Once you have organized, modified, selected, and understand the data you want to analyze, you can start to create data mining objects. The first step is to run the Data Mining Wizard. After completing it, you can refine the results in the Data Mining Designer.
Structures and Models
SQL Server Analysis Services has two major objects that deal with data mining: mining structures and mining models.
A mining structure defines the domain of a mining problem, whereas a mining model is the application of a mining algorithm to the structure in a mining structure. A mining structure contains a list of structure columns that have data and content types, bindings to the data source, plus some optional flags that control how the data is modeled. Additionally, a mining structure contains a list of mining models that use the columns from the structure.
The definition of a mining model contains an algorithm with its associated parameters, plus a list of columns from the mining structure. Each model in a structure can use a different algorithm or the same algorithm with different parameters, and/or a different subset of the columns in the structure. For each column in the model, you can assign how it is to be used in that model and algorithm-specific modeling flags. This feature allows you to easily test different hypotheses on the same data set.
Using the Data Mining Wizard
The Data Mining Wizard creates two objects for you: the mining structure that describes the columns and training data you will use for mining, and a mining model, which takes those columns, applies an algorithm, and defines the usage of each column for that algorithm. The wizard wraps the creation of these two objects into one simple set of steps.
The steps of the wizard are to select your algorithm, select the source tables and specify how they are used, select the columns from those tables and specify how they are used, name the model, and you're done.
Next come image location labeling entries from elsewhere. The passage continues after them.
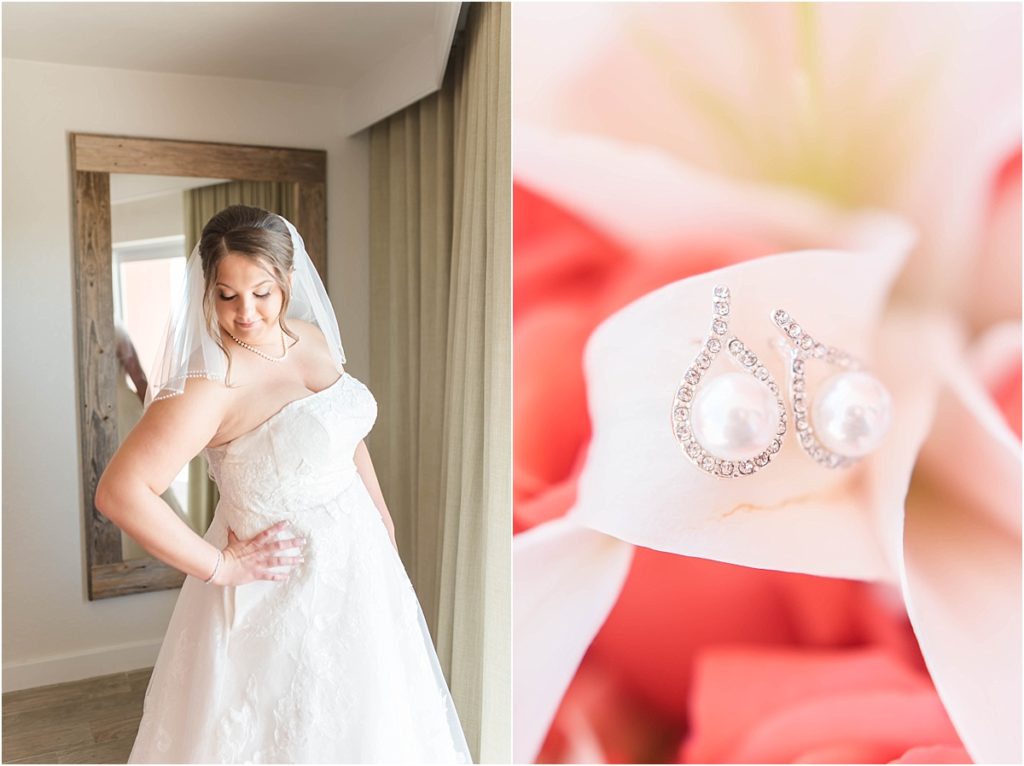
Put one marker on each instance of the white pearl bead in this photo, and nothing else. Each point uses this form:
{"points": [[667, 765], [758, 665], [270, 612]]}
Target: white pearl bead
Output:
{"points": [[851, 414], [734, 417]]}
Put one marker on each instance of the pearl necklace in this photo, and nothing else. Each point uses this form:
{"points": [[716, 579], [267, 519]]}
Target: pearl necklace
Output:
{"points": [[260, 353]]}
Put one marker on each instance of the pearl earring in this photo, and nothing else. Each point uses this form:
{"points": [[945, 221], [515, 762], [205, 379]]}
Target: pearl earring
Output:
{"points": [[850, 414], [732, 424]]}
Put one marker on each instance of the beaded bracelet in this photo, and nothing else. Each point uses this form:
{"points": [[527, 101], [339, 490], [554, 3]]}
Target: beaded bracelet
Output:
{"points": [[220, 557]]}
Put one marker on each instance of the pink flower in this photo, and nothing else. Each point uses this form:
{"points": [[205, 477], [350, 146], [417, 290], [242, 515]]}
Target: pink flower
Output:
{"points": [[600, 223]]}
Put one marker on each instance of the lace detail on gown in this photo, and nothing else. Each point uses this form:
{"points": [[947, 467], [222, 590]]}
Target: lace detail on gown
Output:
{"points": [[334, 665]]}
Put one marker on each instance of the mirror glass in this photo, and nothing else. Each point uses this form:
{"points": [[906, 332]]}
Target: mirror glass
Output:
{"points": [[150, 247]]}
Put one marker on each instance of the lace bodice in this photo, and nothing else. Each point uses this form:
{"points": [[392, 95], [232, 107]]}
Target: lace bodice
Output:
{"points": [[298, 459]]}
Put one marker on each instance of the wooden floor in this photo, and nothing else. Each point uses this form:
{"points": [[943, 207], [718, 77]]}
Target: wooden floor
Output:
{"points": [[90, 721]]}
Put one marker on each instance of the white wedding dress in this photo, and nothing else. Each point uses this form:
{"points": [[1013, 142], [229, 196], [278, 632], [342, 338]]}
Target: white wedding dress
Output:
{"points": [[333, 665]]}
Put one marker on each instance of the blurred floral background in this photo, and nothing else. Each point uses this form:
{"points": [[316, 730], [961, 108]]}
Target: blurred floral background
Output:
{"points": [[816, 113]]}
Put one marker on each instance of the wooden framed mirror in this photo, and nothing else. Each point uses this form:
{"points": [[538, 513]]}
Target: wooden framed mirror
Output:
{"points": [[299, 178]]}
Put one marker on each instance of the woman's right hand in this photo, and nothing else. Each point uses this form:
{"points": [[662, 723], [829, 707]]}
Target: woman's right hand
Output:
{"points": [[249, 560]]}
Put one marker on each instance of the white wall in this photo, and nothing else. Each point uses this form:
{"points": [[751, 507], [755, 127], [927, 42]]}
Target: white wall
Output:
{"points": [[51, 632]]}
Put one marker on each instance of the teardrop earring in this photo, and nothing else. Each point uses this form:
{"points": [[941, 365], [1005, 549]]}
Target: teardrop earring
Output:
{"points": [[850, 413], [732, 424]]}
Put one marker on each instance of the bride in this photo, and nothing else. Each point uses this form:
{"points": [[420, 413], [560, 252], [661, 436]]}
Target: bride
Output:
{"points": [[297, 636]]}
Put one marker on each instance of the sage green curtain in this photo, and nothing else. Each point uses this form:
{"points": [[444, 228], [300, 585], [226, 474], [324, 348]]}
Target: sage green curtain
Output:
{"points": [[199, 206], [440, 363]]}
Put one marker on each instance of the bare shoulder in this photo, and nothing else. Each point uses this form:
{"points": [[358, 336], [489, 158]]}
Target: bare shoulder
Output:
{"points": [[171, 432], [199, 410], [307, 330]]}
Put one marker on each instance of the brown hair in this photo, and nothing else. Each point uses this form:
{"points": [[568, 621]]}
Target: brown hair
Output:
{"points": [[255, 233]]}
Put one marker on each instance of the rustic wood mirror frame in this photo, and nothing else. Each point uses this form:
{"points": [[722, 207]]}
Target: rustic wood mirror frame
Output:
{"points": [[93, 159]]}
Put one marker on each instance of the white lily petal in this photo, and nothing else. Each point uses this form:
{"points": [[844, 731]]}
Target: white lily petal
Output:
{"points": [[648, 200], [963, 560], [794, 515], [920, 342], [971, 447], [566, 579]]}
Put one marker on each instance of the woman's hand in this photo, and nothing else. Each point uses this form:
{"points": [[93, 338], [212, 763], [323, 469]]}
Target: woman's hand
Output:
{"points": [[249, 560]]}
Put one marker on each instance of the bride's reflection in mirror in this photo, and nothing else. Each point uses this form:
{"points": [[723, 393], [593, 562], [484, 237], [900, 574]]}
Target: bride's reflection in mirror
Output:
{"points": [[155, 223]]}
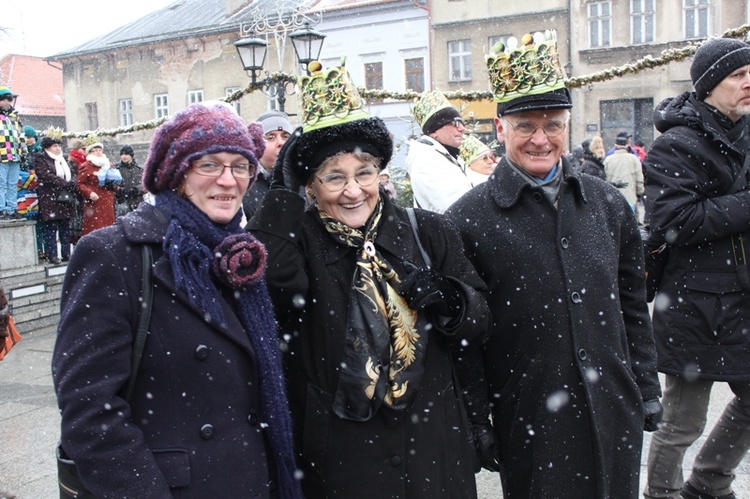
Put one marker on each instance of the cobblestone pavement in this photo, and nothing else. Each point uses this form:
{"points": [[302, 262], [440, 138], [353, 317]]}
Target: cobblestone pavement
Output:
{"points": [[30, 422]]}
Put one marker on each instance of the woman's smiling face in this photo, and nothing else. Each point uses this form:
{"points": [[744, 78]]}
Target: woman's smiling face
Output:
{"points": [[354, 203]]}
At that point, you can process and analyze the results of your model without further adieu. Analysis Services makes it that simple to get started. The wizard also allows you to create models from multidimensional, that is, OLAP, sources. This topic is covered in Chapter 11, so we will focus only on relational sources for the time being.
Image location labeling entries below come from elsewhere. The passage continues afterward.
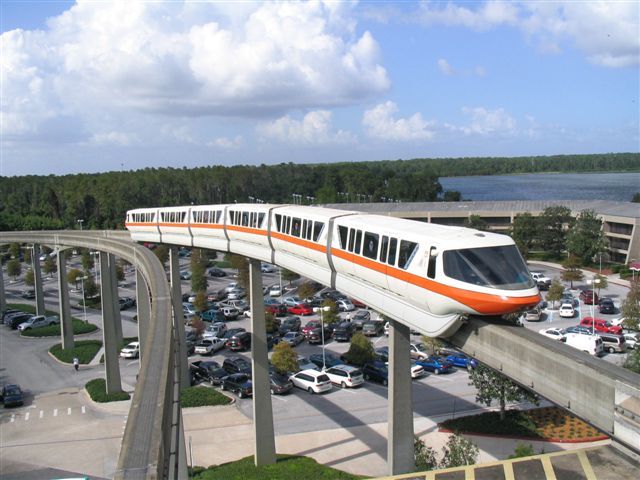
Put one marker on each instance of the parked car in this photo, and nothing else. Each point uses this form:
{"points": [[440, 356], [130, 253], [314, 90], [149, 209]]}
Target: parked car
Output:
{"points": [[555, 333], [343, 332], [312, 381], [567, 311], [345, 305], [11, 395], [236, 364], [208, 346], [373, 328], [240, 341], [330, 360], [589, 297], [292, 338], [613, 343], [606, 305], [461, 360], [345, 376], [600, 325], [126, 303], [533, 315], [216, 272], [38, 321], [290, 324], [132, 350], [376, 371], [360, 318], [301, 309], [418, 351], [239, 383], [435, 364], [279, 384], [208, 371]]}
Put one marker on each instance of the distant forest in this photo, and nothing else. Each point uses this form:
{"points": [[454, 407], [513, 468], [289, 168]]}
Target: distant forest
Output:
{"points": [[101, 200]]}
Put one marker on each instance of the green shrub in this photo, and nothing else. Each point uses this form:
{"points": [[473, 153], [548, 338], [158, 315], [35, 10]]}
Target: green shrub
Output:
{"points": [[97, 389], [202, 397], [84, 350]]}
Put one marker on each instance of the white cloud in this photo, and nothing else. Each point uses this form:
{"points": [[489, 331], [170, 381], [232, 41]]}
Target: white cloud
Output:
{"points": [[380, 123], [606, 31], [314, 129], [185, 59], [488, 122]]}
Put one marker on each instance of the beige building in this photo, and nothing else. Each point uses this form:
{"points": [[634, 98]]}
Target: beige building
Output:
{"points": [[621, 220]]}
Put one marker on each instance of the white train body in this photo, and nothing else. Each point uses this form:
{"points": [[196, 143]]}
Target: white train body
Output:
{"points": [[426, 276]]}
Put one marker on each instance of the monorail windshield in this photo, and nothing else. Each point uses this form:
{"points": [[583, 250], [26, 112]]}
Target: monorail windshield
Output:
{"points": [[494, 267]]}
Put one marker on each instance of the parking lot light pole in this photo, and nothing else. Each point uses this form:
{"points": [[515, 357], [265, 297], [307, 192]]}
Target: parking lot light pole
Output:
{"points": [[322, 310]]}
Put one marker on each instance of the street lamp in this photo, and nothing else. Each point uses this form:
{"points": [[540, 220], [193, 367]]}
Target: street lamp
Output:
{"points": [[321, 310], [593, 282]]}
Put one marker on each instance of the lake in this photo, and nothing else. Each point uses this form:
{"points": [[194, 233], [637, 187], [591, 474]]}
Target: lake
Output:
{"points": [[546, 186]]}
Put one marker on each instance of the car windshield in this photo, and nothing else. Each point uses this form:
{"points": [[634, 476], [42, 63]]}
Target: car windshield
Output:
{"points": [[495, 267]]}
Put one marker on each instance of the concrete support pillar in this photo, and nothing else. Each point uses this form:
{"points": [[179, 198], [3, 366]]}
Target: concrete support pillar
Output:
{"points": [[400, 457], [143, 303], [37, 280], [109, 332], [3, 298], [178, 317], [265, 447], [66, 325], [113, 278]]}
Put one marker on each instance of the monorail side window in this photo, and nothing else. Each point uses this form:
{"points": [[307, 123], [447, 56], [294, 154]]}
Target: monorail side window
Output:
{"points": [[358, 241], [317, 230], [393, 245], [431, 269], [407, 251], [343, 233], [370, 245], [295, 227]]}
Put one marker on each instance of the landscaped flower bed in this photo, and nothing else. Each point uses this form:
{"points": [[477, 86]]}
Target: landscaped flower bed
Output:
{"points": [[548, 423]]}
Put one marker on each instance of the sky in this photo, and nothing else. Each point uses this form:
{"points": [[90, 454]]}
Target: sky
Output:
{"points": [[95, 86]]}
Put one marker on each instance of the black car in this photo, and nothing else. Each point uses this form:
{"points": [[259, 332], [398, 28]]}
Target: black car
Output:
{"points": [[343, 332], [607, 306], [290, 324], [279, 384], [11, 395], [216, 272], [237, 365], [208, 371], [330, 360], [240, 341], [239, 383], [376, 371]]}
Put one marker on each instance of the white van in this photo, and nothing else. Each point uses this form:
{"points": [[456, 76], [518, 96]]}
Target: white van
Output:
{"points": [[591, 344]]}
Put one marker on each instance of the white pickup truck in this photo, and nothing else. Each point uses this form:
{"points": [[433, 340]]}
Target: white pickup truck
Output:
{"points": [[38, 321]]}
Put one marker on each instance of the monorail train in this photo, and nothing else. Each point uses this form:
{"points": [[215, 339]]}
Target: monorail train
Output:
{"points": [[427, 276]]}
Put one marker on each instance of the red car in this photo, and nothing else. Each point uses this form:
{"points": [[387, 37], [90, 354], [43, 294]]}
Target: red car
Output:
{"points": [[589, 297], [601, 325], [301, 309]]}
Using the wizard is simple because it performs several steps automatically, based on the input you provide. As a data miner, it is important that you understand these steps and how and when decisions that impact your model are made.
On the first page in the wizard, you choose whether you are creating a model from a relational or multidimensional source, as shown in Figure 3.10. Although in the end a model created from one source appears identical to those created from another, the creation process is slightly different, so there are different wizard paths for each option. Also, a particular mining algorithm may not support creating models from OLAP sources, so this question is asked first.
The next page asks you which algorithm to use to create your initial mining model. The list of algorithms is determined by the capabilities of your target server and may contain more or less than the list of algorithms covered in this book. The reasons for and process by which this occurs are described in Chapter 13. If you cannot connect to a server at the time the wizard is run, you get the default list of algorithms provided with SQL Server Data Mining, as shown in Figure 3.11. Choosing which algorithm you are going to use is dependant on the business problem you are trying to solve. The application of each algorithm is described in its respective chapter.
On the next two pages, you indicate the data you will be mining. You choose the DSV containing the tables, then you specify the actual tables themselves. When choosing the tables, you have to specify whether each table is the case table or if it is a nested table, as shown in Figure 3.12. As described in Chapter 2, the case table is the case that contains the entities you want to analyze, and a nested table contains additional, usually transactional, information about each case.
Tip: Sometimes determining which table is the case table can be a bit confusing. For example, if you want to analyze how products are purchased together, you may naïvely choose products as the case table. However, you are actually analyzing the groups of those products that were purchased by a single customer. In this case, the customer becomes the case with the transaction table containing the product purchases as a nested table.
When you have only a transaction table, the table can be used as both the case table and the nested table by specifying the transaction ID as the case-level key and the other columns as columns in the nested table.
Figure 3.10 Select Method screen of the Data Mining Wizard
Figure 3.11 Select Data Mining Technique page of the Data Mining Wizard
Figure 3.12 Specifying table types in the Data Mining Wizard
On the next two pages, you indicate which columns you are using plus how you want the mining algorithms to interpret each one. First, you specify which columns are used in the model, plus whether they are key, input, and/or predictable.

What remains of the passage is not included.